In Progress: Book Manuscript

Pacific Internationalisms: Asian American Mobility, Gender, and Empire in the Interwar Period

Pacific Internationalisms offers the first full-length monograph of Pacific internationalism between World War I and World War II, centered on the networks and participation of Asian American women. To underscore how Pacific internationalism was forged against the backdrop of Asian exclusion, I situate this study within broader histories of American immigration history that have traced how exclusion was codified in law and legislation during the nineteenth and twentieth centuries. 

Analyzing Pacific internationalism as a cardinal ideology helps us to understand the dueling impulses of exclusion and inclusion at work in these decades. U.S. immigration policies, including both the 1917 Asiatic Barred Zone Act and the subsequent 1924 Immigration Act, which established hierarchical immigration quotas by nationality, came down squarely on the side of exclusion. Yet many individuals throughout the US and the Pacific turned to liberal inclusion, founding a proliferation of transnational movements that sought to bring together diverse people and nationalities despite lines of difference. These included international student exchanges, international conferences, goodwill tours, and the rise of people-to-people intercultural diplomacy. 

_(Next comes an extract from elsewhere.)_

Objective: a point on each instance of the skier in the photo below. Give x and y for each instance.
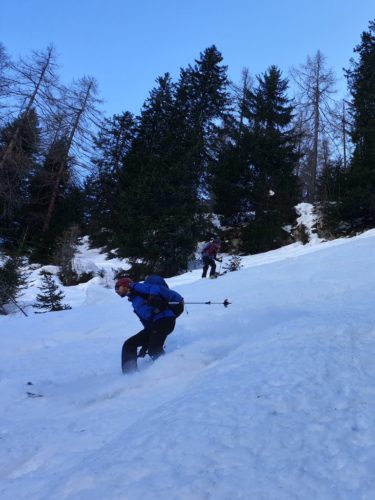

While recent debates in Asian American studies have focused on transnationalism and forms of liberal rights and belonging, Pacific Internationalisms demonstrates that internationalism was a central strand of thought among Asian and American thinkers in the first half of the twentieth century. The histories of Pacific internationalism that constitute this book continued to inform the region, and the United States’ engagement with Asia and the Pacific long after the interwar period. The Pacific remained a site of imperial domination, racial exclusion, and anticolonial resistance—but it was also understood as a place where, with help from new networks and organizations, people could envision and forge alternative modes of belonging.

Second Book Project

Racialized Contagion and Care: Tuberculosis and Wartime Japanese American Incarceration

A few months into the pandemic, my 98-year-old grandmother shared that COVID-19 brought back memories of working as a nurse at Lēʻahi Hospital in Honolulu. My grandmother, who suffered hearing loss from a plantation accident when she was younger, had failed a lipreading test required by other hospitals. This, combined with the fact that she was Japanese American, meant that Lēʻahi Hospital, Hawaiʻi’s sole tuberculosis facility was the only hospital that would hire her. Her position at Lēʻahi resulted in her caregiving role for tuberculosis patients and involved close and prolonged contact with them. Tuberculosis, a contagious respiratory illness often linked with immigrant groups, has been associated with stigma, particularly within the Japanese American community. My initial query into my grandmother’s experiences as a wartime tuberculosis nurse in Hawaiʻi gradually evolved into a broader examination of Japanese American tuberculosis caregivers and patients during World War II.

When the United States entered World War II, tuberculosis was a major public health threat, particularly for Japanese Americans incarcerated under Executive Order 9066. Tuberculosis patients too ill for War Relocation Authority camps were detained in guarded sanatoria in Southern California, primarily Hillcrest Sanitarium. The experiences of Japanese American wartime tuberculosis patients and their caregivers offer three critical perspectives from which to understand race, public health, and incarceration. First, the tuberculosis sanitarium was an overlapping site for biomedical management and penal confinement. These segregated Japanese American sanitaria were surveilled by armed guards and confined by barbed wire. Second, Japanese Americans who contracted tuberculosis occupied a vexed identity as simultaneous prisoner-patients. This fraught identity embodied a condition of “racial contagion” marked by their perceived health risk and “enemy race,” Finally, the ways that Japanese Americans responded to the fissures within these medical-carceral institutions carved out alternative modes of caregiving and kinship.